Google tests Gemini AI against Anthropic’s Claude
The comparison raises ethical and legal concerns over accuracy.

Google contractors improving the Gemini AI model have been tasked with comparing its responses against those of Anthropic’s Claude, according to internal documents reviewed by TechCrunch. The evaluation process involves scoring responses on criteria such as truthfulness and verbosity, with contractors given up to 30 minutes per prompt to determine which model performs better. Notably, some outputs identify themselves as Claude, sparking questions about Google’s use of its competitor’s model.

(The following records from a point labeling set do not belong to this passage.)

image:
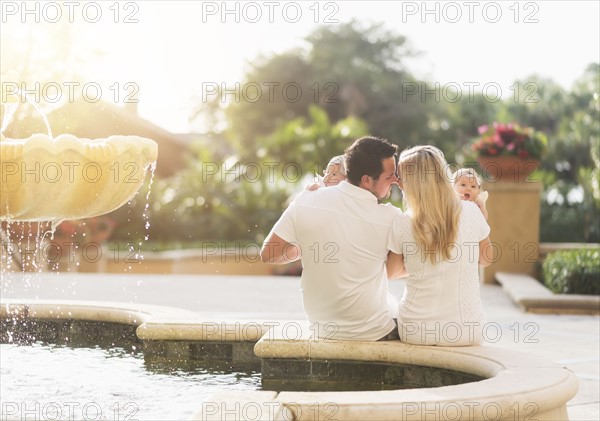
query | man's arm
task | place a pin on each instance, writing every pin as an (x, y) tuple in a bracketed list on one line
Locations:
[(395, 266), (277, 251)]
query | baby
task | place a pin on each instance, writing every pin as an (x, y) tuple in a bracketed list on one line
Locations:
[(468, 186), (334, 173)]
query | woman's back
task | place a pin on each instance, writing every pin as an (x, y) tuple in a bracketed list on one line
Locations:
[(441, 303)]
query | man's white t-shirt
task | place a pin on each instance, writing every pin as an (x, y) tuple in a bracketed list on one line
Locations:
[(343, 234), (441, 304)]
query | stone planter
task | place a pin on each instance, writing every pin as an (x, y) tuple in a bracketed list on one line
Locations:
[(507, 168)]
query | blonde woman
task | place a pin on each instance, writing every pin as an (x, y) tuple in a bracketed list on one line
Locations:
[(440, 242)]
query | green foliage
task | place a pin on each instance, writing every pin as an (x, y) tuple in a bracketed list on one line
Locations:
[(573, 271), (355, 75), (210, 200), (311, 142)]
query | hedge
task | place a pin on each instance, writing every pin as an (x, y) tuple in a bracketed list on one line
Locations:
[(573, 271)]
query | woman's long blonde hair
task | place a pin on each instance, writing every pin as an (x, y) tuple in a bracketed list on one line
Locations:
[(428, 193)]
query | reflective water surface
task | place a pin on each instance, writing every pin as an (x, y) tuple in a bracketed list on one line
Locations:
[(41, 381)]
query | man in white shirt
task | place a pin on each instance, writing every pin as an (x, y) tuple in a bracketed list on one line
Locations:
[(341, 233)]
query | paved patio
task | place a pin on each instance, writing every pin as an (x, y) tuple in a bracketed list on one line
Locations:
[(570, 340)]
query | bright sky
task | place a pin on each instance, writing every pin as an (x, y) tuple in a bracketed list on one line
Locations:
[(169, 48)]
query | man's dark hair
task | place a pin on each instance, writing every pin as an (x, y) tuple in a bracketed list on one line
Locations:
[(364, 157)]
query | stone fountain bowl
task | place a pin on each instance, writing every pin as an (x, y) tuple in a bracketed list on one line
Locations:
[(66, 177)]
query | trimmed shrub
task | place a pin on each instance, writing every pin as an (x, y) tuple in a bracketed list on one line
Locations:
[(573, 271)]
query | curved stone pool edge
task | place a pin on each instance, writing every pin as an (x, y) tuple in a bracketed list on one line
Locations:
[(517, 385)]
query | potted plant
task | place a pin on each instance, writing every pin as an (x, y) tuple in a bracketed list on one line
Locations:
[(509, 151)]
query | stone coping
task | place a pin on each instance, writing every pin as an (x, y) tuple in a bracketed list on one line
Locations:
[(518, 386), (534, 297)]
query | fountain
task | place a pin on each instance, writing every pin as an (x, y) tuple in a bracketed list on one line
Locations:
[(53, 179)]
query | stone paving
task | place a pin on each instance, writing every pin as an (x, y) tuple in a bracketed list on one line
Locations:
[(570, 340)]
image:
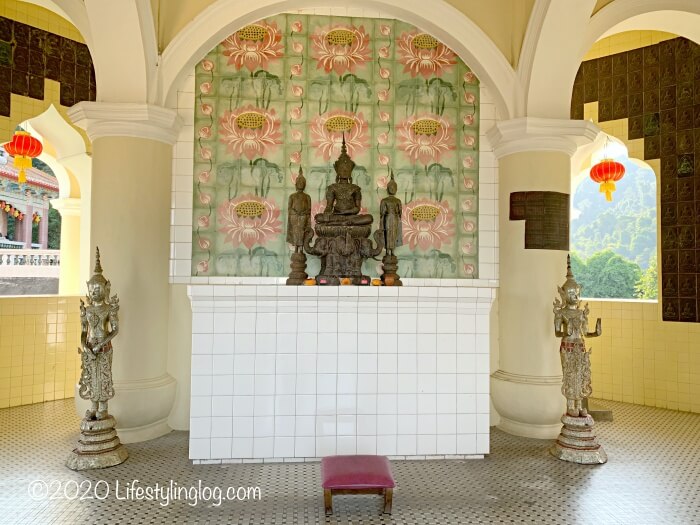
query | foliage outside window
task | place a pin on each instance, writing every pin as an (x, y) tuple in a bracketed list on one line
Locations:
[(613, 244)]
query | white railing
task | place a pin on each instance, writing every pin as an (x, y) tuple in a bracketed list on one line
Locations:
[(29, 263)]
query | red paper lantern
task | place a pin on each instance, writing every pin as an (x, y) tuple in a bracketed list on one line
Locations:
[(23, 148), (607, 172)]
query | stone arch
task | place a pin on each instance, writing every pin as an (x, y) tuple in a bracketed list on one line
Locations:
[(66, 154), (552, 87), (443, 21)]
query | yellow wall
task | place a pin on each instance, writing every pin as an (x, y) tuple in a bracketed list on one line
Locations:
[(39, 339), (626, 41), (40, 18), (641, 359)]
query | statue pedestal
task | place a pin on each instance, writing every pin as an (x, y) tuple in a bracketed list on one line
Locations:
[(577, 442), (298, 265), (342, 249), (98, 446), (390, 264)]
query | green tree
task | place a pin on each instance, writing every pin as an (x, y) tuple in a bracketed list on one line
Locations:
[(606, 274), (54, 229), (648, 285)]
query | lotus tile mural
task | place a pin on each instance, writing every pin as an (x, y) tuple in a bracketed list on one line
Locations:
[(280, 94)]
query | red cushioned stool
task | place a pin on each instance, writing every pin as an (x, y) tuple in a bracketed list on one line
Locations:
[(356, 475)]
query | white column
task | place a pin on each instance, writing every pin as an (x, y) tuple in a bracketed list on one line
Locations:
[(534, 155), (130, 212)]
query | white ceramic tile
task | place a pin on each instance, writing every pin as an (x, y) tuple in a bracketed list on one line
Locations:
[(367, 444), (285, 384), (426, 444), (386, 445), (305, 447), (243, 406), (305, 405), (305, 426), (222, 385), (284, 426), (281, 378)]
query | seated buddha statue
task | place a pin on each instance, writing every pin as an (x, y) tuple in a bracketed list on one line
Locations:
[(343, 198)]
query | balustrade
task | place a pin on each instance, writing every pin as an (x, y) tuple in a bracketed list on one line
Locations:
[(29, 263)]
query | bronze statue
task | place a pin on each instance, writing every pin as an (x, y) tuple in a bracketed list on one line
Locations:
[(343, 198), (571, 324), (99, 324), (298, 226), (98, 445), (342, 233), (576, 442), (298, 214), (390, 218), (390, 221)]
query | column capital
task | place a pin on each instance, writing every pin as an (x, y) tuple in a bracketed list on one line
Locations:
[(67, 207), (541, 134), (125, 119)]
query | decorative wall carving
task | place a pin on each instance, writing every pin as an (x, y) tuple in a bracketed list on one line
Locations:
[(280, 93), (661, 86), (29, 55)]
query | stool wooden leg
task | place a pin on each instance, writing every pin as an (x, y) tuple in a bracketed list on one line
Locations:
[(388, 497)]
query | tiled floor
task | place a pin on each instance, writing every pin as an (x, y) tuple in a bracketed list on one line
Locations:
[(652, 477)]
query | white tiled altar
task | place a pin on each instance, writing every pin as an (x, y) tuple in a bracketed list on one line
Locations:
[(282, 372)]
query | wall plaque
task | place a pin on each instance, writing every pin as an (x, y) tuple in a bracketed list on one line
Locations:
[(546, 216)]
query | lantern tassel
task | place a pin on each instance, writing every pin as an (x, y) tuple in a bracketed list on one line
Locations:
[(608, 188)]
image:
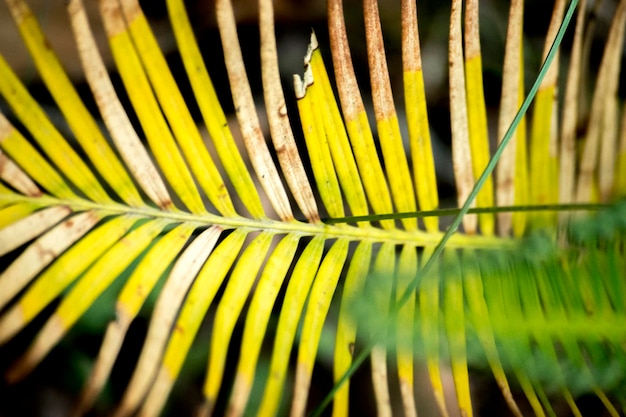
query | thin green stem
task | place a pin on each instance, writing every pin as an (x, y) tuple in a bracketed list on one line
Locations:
[(412, 287)]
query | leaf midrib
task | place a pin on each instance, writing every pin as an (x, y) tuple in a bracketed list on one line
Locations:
[(343, 231)]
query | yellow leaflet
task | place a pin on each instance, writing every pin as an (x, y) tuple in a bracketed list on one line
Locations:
[(384, 271), (212, 111), (620, 175), (178, 116), (166, 308), (20, 232), (256, 321), (235, 295), (27, 157), (13, 175), (42, 252), (15, 212), (454, 321), (543, 161), (620, 161), (130, 300), (149, 270), (297, 291), (309, 108), (369, 166), (97, 279), (313, 320), (421, 148), (397, 168), (154, 125), (479, 139), (346, 328), (62, 273), (108, 267), (407, 269), (196, 304), (337, 138), (78, 117), (53, 144)]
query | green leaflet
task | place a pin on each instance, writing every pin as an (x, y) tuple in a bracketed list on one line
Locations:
[(554, 308)]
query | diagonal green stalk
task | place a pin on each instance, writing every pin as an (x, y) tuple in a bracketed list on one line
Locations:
[(412, 287), (475, 210)]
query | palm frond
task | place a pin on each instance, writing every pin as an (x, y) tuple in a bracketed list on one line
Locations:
[(136, 205), (547, 312)]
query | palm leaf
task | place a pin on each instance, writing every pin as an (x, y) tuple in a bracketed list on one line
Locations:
[(220, 227)]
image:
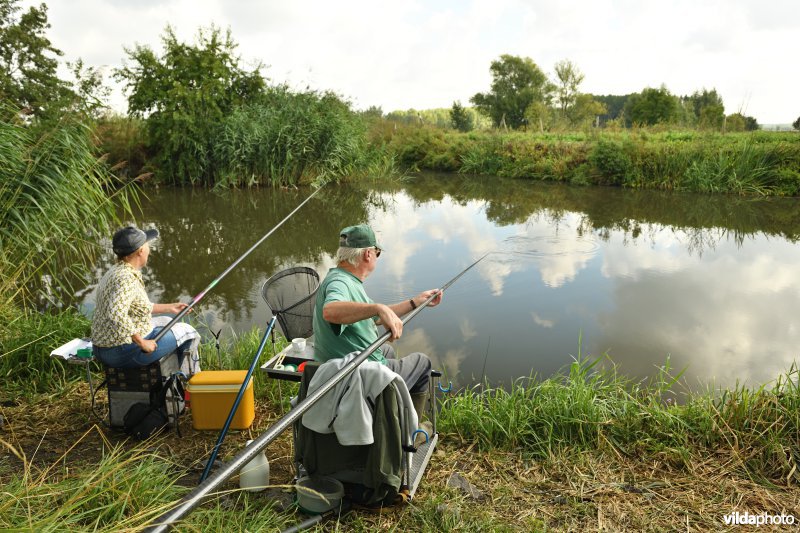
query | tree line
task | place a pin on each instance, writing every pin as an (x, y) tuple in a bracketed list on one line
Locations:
[(521, 96)]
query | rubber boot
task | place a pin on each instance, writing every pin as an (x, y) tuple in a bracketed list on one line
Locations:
[(420, 399)]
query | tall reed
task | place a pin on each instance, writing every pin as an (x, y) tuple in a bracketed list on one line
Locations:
[(57, 200), (758, 163), (289, 138)]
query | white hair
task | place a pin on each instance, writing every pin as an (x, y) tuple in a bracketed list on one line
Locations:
[(354, 256)]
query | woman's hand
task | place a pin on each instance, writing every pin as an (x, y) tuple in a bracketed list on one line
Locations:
[(421, 297), (146, 345), (389, 319), (172, 308)]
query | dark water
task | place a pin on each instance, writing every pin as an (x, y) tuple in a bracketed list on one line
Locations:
[(709, 283)]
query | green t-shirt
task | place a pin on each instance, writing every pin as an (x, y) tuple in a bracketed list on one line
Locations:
[(337, 340)]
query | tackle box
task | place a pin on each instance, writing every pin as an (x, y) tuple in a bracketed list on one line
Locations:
[(212, 393)]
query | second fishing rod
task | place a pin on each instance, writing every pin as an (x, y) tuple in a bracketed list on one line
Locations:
[(233, 265)]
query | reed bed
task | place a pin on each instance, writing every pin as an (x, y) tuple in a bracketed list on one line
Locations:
[(760, 163), (57, 200), (757, 430), (63, 473)]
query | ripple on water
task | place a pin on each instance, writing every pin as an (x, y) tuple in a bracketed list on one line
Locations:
[(548, 246)]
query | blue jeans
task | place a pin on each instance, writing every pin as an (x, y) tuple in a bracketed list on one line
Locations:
[(131, 356)]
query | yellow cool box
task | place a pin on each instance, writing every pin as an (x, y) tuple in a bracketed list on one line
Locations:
[(212, 393)]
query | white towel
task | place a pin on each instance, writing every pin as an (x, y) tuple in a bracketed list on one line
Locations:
[(184, 332)]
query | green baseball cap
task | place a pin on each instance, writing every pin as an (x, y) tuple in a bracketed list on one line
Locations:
[(360, 236)]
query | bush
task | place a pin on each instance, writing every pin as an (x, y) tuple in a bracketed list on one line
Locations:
[(611, 161)]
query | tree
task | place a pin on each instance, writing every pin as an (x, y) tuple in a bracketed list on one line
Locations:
[(708, 109), (28, 61), (516, 83), (740, 122), (584, 110), (568, 79), (460, 118), (184, 94), (652, 106)]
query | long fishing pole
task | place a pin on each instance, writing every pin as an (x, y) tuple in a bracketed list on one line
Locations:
[(194, 498), (211, 285), (238, 399)]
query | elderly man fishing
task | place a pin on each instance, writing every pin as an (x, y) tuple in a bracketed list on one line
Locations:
[(346, 319), (123, 326)]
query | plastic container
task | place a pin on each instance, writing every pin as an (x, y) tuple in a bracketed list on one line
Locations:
[(213, 393), (325, 493), (254, 476)]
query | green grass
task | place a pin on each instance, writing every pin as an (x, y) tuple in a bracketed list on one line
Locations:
[(57, 200), (759, 163), (589, 409), (126, 490)]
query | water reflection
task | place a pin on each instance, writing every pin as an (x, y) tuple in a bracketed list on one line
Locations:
[(643, 276)]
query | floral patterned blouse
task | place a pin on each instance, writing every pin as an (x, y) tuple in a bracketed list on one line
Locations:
[(123, 308)]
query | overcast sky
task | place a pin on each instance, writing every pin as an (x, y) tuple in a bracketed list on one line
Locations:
[(425, 54)]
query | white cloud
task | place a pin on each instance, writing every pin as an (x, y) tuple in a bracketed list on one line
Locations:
[(427, 54)]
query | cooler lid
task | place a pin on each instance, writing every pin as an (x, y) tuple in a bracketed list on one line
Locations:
[(218, 377)]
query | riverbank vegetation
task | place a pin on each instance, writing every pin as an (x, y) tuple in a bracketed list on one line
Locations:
[(747, 164), (583, 449)]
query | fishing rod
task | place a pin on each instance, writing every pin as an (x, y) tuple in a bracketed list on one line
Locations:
[(211, 285), (194, 498), (238, 399)]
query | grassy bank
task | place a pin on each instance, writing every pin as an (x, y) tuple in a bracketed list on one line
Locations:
[(760, 163), (586, 449)]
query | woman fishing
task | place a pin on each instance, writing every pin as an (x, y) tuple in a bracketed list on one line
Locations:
[(122, 327)]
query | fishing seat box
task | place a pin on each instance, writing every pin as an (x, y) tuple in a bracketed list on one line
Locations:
[(127, 386), (212, 393)]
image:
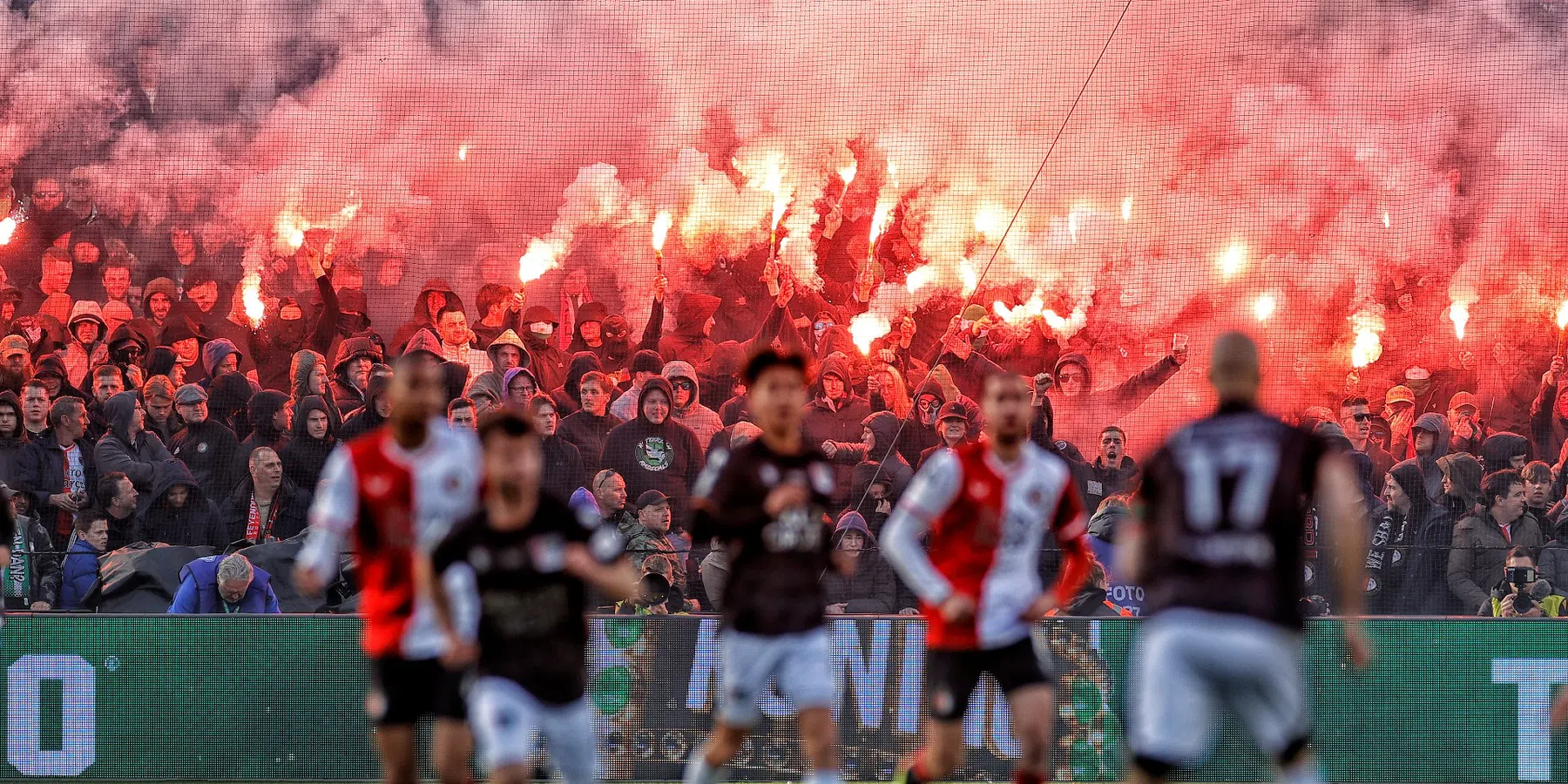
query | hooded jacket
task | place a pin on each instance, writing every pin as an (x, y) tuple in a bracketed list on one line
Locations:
[(874, 587), (701, 419), (284, 519), (207, 450), (1479, 554), (687, 342), (264, 433), (368, 417), (1081, 416), (11, 446), (1499, 450), (345, 394), (422, 313), (546, 361), (305, 456), (82, 358), (195, 524), (841, 422), (1429, 463), (664, 456), (568, 399), (140, 456)]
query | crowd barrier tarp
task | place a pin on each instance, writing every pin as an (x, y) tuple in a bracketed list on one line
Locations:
[(280, 698)]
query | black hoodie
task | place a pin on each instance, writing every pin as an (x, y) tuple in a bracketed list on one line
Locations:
[(660, 456), (264, 433), (193, 524)]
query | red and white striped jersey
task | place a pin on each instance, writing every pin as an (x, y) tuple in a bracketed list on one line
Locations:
[(394, 502), (987, 525)]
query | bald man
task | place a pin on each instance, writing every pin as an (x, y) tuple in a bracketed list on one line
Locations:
[(1217, 546)]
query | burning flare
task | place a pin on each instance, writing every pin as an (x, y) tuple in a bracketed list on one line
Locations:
[(1264, 308), (662, 225), (251, 292), (1233, 259), (866, 328), (1458, 313), (538, 259)]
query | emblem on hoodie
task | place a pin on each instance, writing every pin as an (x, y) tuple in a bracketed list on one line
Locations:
[(652, 454)]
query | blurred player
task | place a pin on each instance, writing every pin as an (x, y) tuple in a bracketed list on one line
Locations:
[(392, 493), (531, 560), (766, 502), (988, 507), (1217, 548)]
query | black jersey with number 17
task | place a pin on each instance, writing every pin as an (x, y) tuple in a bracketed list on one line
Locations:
[(776, 564), (1225, 502)]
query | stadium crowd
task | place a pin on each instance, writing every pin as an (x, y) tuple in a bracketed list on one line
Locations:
[(141, 402)]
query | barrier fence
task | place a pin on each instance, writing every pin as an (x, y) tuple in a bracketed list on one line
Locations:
[(137, 698)]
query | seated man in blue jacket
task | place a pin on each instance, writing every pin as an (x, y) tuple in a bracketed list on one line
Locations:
[(82, 562), (225, 584)]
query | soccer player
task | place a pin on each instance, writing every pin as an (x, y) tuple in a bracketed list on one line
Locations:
[(531, 560), (987, 507), (392, 493), (767, 505), (1217, 548)]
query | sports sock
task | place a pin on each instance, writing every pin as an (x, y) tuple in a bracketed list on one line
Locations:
[(700, 772)]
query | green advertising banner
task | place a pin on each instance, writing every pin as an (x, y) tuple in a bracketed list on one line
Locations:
[(280, 698)]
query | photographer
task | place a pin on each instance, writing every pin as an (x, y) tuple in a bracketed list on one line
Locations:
[(1521, 591)]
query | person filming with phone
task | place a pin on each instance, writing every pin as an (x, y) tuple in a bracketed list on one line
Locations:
[(1521, 591)]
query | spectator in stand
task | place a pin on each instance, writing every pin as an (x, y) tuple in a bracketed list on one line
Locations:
[(836, 415), (564, 466), (1355, 417), (267, 505), (1468, 430), (204, 446), (1111, 474), (80, 572), (431, 298), (1079, 407), (35, 409), (546, 361), (31, 579), (117, 499), (651, 452), (1504, 450), (1482, 541), (1524, 598), (13, 438), (1538, 497), (952, 427), (107, 382), (1396, 527), (590, 425), (225, 585), (180, 513), (462, 415), (309, 444), (270, 422), (55, 470), (648, 535), (872, 587), (1460, 485), (129, 449), (687, 407), (645, 364), (352, 372), (157, 397)]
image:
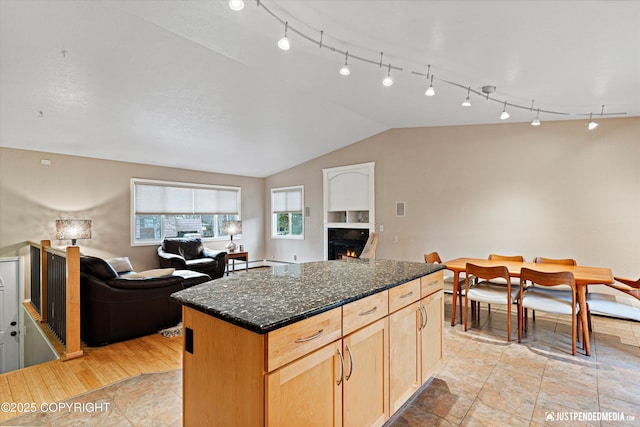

Claude’s responses, known for emphasising safety, have sometimes refused to answer prompts deemed unsafe, unlike Gemini, which has faced criticism for safety violations. One such instance involved Gemini generating responses flagged for inappropriate content. Despite Google’s significant investment in Anthropic, Claude’s terms of service prohibit its use to train or build competing AI models without prior approval.
A spokesperson for Google DeepMind stated that while the company compares model outputs for evaluation purposes, it does not train Gemini using Anthropic models. Anthropic, however, declined to comment on whether Google had obtained permission to use Claude for these tests. Recent revelations also highlight contractor concerns over Gemini producing potentially inaccurate information on sensitive topics, including healthcare.